Und wie das so ist bei Legenden: Die einen sagen so, die anderen so. Geboren sein könnte der fromme Mann im Jahre 344, gestorben 397 vielleicht in Frankreich. Sicher ist nur, dass der Namenspatron der Südstadtkirche irgendwann in der zweiten Hälfte des vierten Jahrhunderts in Köln Bischof war. Immerhin. Und dass er ein Zeitgenosses des Bischofskollegen Martin von Tours war. Den kennt jedes Kind als Zinter Mätes, der seinen Mantel mit einem Bettler teilt. Es heißt, Severin habe vor der Kartäuserkirche von Engeln vom Tod des Kollegen erfahren. Der Kölner Heilige soll nämlich über die beneidenswerte Fähigkeit verfügt haben, himmlische Gesänge hören zu können. Egal, gesichert durch Überlieferung ist, dass Severin ein untadeliger Lebenswandel nachgesagt wurde. Und das ist doch schon mal eine ganze Menge. Dr. Stefan Kraus, Leiter des Kolumba-Museums, erklärte den seltenen Fall, dass ein Buch über eine Ausstellung erst nach deren Ende erscheint: „Das ist marketingtechnisch natürlich völlig unmöglich. Aber die Zeit hat einfach nicht gereicht. Es gab soviele Fragen. Es musste soviel erforscht werden.“ 65.000 Leute haben sich den Severin-Zyklus im Kolumba angesehen. Normalerweile sind die Bilder nur bei Führungen durch St. Severin zu sehen.
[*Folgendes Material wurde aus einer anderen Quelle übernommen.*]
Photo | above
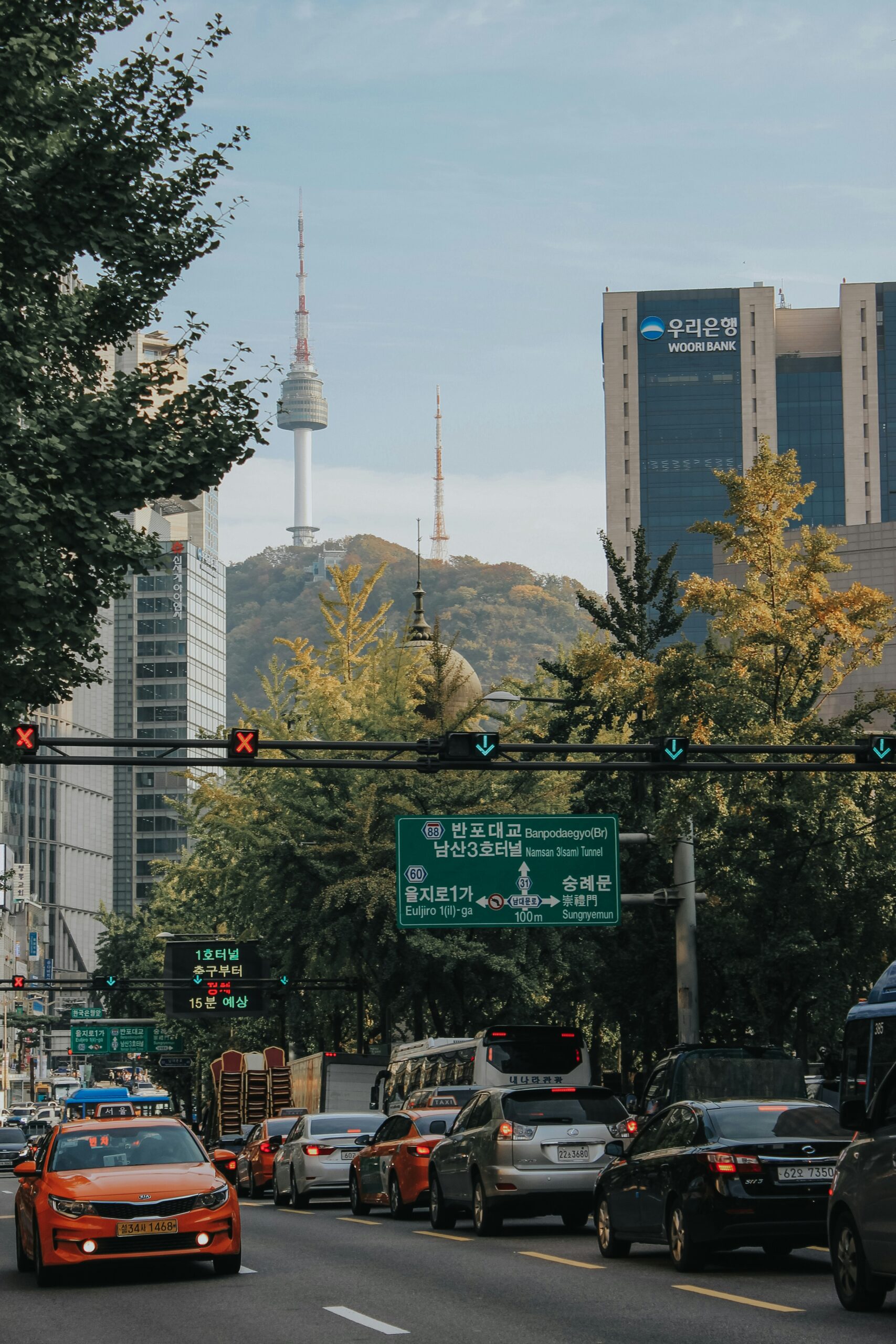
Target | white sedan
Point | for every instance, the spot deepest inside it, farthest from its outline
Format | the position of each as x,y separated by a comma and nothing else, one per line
318,1152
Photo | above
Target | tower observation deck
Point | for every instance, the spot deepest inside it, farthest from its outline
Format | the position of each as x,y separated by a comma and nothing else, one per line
303,406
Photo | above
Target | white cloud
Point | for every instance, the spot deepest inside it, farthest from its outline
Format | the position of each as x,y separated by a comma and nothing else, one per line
544,521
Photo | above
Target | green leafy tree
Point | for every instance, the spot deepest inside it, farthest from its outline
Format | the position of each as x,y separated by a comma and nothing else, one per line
99,166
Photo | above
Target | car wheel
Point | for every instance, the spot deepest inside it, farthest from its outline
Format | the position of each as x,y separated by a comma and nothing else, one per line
858,1288
609,1245
227,1264
294,1198
441,1217
398,1208
46,1277
23,1263
487,1221
687,1254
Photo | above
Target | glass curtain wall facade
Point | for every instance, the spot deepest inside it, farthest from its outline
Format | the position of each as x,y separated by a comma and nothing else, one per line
810,420
690,420
170,683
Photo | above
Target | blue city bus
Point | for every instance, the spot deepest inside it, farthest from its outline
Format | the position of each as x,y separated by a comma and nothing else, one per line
82,1104
870,1041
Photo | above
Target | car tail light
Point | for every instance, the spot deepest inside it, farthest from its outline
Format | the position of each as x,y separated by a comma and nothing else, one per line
733,1164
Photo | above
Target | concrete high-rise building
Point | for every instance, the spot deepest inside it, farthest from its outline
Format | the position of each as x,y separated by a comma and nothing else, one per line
695,377
303,406
170,668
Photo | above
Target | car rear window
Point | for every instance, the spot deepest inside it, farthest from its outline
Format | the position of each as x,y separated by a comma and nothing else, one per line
777,1121
563,1107
344,1124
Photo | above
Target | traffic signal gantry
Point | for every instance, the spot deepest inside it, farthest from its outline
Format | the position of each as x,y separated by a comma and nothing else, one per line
242,748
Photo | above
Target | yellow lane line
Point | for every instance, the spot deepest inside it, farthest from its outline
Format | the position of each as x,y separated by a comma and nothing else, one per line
559,1260
733,1297
446,1237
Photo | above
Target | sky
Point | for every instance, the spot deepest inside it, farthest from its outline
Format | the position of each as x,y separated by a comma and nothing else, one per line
475,174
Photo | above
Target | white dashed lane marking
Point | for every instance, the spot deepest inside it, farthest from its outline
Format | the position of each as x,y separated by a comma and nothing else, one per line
366,1320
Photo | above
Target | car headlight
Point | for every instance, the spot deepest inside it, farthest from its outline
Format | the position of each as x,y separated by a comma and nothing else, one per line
70,1208
214,1199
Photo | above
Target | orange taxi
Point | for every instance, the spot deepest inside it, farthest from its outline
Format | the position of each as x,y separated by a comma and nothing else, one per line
120,1186
394,1168
256,1159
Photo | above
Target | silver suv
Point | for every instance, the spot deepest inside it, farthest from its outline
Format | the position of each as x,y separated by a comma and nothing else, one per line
523,1152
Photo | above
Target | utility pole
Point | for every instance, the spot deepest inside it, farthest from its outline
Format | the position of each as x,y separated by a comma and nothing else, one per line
687,941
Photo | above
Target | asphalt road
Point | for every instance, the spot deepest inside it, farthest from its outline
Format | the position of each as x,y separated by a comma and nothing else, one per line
537,1284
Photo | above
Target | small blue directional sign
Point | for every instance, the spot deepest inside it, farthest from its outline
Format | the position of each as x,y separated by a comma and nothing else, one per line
672,750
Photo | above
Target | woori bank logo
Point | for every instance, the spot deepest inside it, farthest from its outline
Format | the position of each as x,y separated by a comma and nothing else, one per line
652,328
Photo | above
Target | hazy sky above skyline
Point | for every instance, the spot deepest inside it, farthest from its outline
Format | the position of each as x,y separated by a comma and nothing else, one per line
475,175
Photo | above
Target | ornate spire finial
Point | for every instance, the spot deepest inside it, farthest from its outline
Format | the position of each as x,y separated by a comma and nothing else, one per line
421,632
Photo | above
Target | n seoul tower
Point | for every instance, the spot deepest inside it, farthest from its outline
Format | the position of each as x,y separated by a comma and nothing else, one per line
303,406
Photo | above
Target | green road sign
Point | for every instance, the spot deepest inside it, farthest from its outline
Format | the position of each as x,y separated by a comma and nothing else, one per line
124,1038
500,873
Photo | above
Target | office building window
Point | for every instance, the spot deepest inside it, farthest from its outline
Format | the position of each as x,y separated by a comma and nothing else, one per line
810,420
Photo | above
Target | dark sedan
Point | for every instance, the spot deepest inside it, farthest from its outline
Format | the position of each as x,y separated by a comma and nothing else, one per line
718,1175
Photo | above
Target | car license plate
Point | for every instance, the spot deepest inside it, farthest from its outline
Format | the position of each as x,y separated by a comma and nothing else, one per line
574,1152
803,1174
147,1227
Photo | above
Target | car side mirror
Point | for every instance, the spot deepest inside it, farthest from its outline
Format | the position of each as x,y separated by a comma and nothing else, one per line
853,1115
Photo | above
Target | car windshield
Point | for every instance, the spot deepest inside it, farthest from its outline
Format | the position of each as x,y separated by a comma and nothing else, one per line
343,1124
563,1107
777,1121
125,1146
280,1127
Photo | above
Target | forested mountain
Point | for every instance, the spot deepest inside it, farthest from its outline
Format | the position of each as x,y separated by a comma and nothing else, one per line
504,617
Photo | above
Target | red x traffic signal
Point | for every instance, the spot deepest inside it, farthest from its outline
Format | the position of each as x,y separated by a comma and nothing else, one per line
242,745
26,738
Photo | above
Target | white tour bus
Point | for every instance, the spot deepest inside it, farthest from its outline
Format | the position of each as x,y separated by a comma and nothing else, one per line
499,1057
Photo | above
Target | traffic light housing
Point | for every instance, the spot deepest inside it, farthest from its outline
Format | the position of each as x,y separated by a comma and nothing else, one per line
671,752
878,750
26,738
242,743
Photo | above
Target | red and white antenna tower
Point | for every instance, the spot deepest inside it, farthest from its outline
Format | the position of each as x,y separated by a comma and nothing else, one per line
440,537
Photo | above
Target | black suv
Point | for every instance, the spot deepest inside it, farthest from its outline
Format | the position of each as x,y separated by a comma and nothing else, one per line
861,1211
Prozession ging am Sonntag
Worum geht es? Irgendwann um 1500 hat sich jemand überlegt, das Leben des heiligen Severin „medial“ darzustellen. Also das, was er für das Leben hielt. Und so wird auf den Bildtafeln dargestellt, wie der Südstadt-Heilige den Irrlehrer Euphrates absetzt, wie er zum Bischof geweiht wird, Tote wieder zum Leben erweckt, nach Bordeaux reist und dort stirbt. Jedes Bild hat eine Unterschrift. Unter dem Bild, das den Tod des Severin zeigt, steht einigermaßen lapidar aus dem Lateinischen übersetzt: „Als sich der hl. Severin einige Zeit in Bordeaux aufgehalten und viele gut Taten vollbracht hatte, wurde ihm vom Herrn offenbart, dass er an diesem Ort seine letzten Tage beschließen werde. Also wurde eine Krankheit immer stärker, und im Beisein von Bischof Amandus und den Klerikern starb er und ging in das himmlische Vaterland ein.“ Danach kam es der Legende nach zu Verwerfungen zwischen denen aus Bordeaux, die den untadeligen Südstädter behalten, und denen aus Köln, die ihn für sich reklamierten und abholen wollten. Letztlich setzten sich die Kölner durch und trugen Severin zurück in die Heimat. Auch daran erinnerte die Prozession am Sonntag (23.10.2016). Der Severinsschrein wurde mit Gebeten und Gesängen durch das Viertel getragen. Station machten die Gläubigen in der Kartäuserkirche und im Klösterchen. Die Bilder kehren nach der Sanierung der Severinskirche zurück und werden wieder im Hochchor hängen. Mit einem veränderten Lichtkonzept. „Dann wird es die Spiegelungen nicht mehr geben, die früher den Blick auf den Severin-Zyklus beeinträchtigt haben“, weiß Dr. Oepen.
Das Buch „Der Severin Zyklus“ kann man zum Preis von 30 Euro in den Buchhandlungen der Südstadt erwerben.